Saturday 3 May 2014

(Not quite Gallipoli, but) Menton

Warm and grateful thanks to Mandy Hager (current recipient of the Katherine Mansfield Menton Fellowship) and Brian for looking after me so well in Menton - you can read more about their experiences of settling into French life on Mandy's blog - the good parts, as well as the more challenging bits!

The airport bus from Nice gives a brilliant introduction to this part of the French Riviera; on the motorway as far as Monaco, then hugging the cliffs above the sparkling Mediterranean, winding through small towns and villages, and streets that seem even narrower than Wellington ones. 

We spent the first afternoon wandering round the old part of Menton, all cobbled courtyards, steep lanes and pastel coloured houses with shutters and rows of washing hanging from the windows.


Dark clouds started to gather as we explored the cemetery – final resting place of many who must have come, as Katherine Mansfield did, to seek a cure for consumption; some inscriptions are in English, others in Russian or other European languages, and many of those buried there were born elsewhere and died young.

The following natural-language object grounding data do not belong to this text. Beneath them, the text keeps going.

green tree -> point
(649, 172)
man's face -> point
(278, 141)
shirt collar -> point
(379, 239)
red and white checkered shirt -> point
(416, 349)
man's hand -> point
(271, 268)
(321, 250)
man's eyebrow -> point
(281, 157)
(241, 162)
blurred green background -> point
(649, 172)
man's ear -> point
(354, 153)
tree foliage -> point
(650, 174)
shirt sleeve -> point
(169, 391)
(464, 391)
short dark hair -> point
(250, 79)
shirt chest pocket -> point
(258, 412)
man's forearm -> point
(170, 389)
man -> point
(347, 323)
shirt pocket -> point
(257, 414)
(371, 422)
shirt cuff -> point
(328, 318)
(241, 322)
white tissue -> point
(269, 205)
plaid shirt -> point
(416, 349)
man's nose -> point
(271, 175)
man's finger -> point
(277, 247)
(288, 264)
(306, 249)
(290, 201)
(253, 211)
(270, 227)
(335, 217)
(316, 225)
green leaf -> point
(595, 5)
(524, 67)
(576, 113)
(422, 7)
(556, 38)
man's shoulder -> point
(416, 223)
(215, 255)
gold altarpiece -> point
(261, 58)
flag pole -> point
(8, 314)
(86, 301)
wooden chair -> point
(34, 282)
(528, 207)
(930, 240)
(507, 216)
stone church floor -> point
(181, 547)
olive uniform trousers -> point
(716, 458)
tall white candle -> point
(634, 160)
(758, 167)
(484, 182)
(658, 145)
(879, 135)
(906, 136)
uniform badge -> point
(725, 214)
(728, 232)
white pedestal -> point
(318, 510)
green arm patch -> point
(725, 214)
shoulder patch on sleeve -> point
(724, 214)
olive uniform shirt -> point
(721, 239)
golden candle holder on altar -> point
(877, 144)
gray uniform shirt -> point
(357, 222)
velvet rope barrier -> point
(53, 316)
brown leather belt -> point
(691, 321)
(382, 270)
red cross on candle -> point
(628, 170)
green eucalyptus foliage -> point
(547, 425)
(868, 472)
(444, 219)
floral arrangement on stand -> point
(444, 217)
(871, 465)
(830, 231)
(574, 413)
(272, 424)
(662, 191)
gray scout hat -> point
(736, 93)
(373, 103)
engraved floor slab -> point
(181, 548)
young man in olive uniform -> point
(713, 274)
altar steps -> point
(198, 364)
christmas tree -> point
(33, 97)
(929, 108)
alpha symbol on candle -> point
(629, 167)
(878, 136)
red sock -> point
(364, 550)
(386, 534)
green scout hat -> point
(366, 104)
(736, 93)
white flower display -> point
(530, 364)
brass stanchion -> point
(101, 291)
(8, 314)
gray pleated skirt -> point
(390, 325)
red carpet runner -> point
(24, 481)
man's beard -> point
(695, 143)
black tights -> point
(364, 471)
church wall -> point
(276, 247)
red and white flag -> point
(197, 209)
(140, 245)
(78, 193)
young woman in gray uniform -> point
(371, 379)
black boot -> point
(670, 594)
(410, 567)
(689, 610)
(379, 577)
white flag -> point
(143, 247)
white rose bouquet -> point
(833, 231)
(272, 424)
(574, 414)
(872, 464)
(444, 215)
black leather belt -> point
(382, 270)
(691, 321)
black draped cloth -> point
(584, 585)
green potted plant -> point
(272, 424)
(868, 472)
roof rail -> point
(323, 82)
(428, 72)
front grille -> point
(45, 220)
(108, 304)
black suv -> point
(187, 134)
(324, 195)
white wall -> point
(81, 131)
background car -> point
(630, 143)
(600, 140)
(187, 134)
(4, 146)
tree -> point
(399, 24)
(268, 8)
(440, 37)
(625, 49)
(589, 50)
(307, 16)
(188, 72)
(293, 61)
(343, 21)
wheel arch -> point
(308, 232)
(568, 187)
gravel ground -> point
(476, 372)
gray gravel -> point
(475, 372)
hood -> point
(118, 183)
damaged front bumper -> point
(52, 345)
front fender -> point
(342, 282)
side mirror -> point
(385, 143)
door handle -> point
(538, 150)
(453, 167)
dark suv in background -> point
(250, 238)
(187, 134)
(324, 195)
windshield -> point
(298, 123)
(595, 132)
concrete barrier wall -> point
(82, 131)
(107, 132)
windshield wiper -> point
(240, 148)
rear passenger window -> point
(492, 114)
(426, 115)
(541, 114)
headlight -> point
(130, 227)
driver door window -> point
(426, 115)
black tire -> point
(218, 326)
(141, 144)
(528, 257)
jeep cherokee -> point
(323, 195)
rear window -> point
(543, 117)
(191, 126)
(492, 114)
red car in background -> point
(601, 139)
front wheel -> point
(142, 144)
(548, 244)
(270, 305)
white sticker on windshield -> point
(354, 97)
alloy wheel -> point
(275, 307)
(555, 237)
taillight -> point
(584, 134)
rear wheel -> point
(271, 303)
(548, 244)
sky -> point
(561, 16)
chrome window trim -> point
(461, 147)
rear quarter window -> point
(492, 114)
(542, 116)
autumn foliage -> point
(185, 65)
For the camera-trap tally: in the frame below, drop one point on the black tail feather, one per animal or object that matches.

Other graves were family plots, some looking sadly abandoned, with weeds sprouting amidst cracked concrete. (William Webb Ellis, founder of the game of rugby, gets a statue as well as a grave.) The storm finally broke, with fat raindrops starting to fall and thunder rumbling around the hills – on and on and on – like a very atmospheric setting for a story!

Amazingly, the Italian border is only 5 minutes away from Mandy and Brian's flat – cross a small bridge, and you’re in another country.




There are several tiers of roads here: the smaller ones wind along the coast while higher up, under limestone cliffs pitted with caves, the toll motorway crosses viaducts and dives in and out of tunnels. So many tunnels – we didn't keep count, but there must have been dozens between Menton and Genova (or Genoa.) The toll road is a marvel of engineering, but it looks incongruous against the backdrop of villages, old houses, castles and church spires. We had lunch in a small town called Imperia, at a pizza place popular with the crews working on the boats in the nearby marina. Afterwards we carried on to Genova for a wander round the Old Port area, and on the way home, bought bottles of local red wine for 2 euros each.

Mandy and Brian in Genova
Ten minutes in the other direction is another country again - Monaco - where the palace is fairytale-perfect, the cars and boats are gleaming and expensive, there are defibrillators on every corner and  all the stands are being set up ready for the Grand Prix in another few weeks.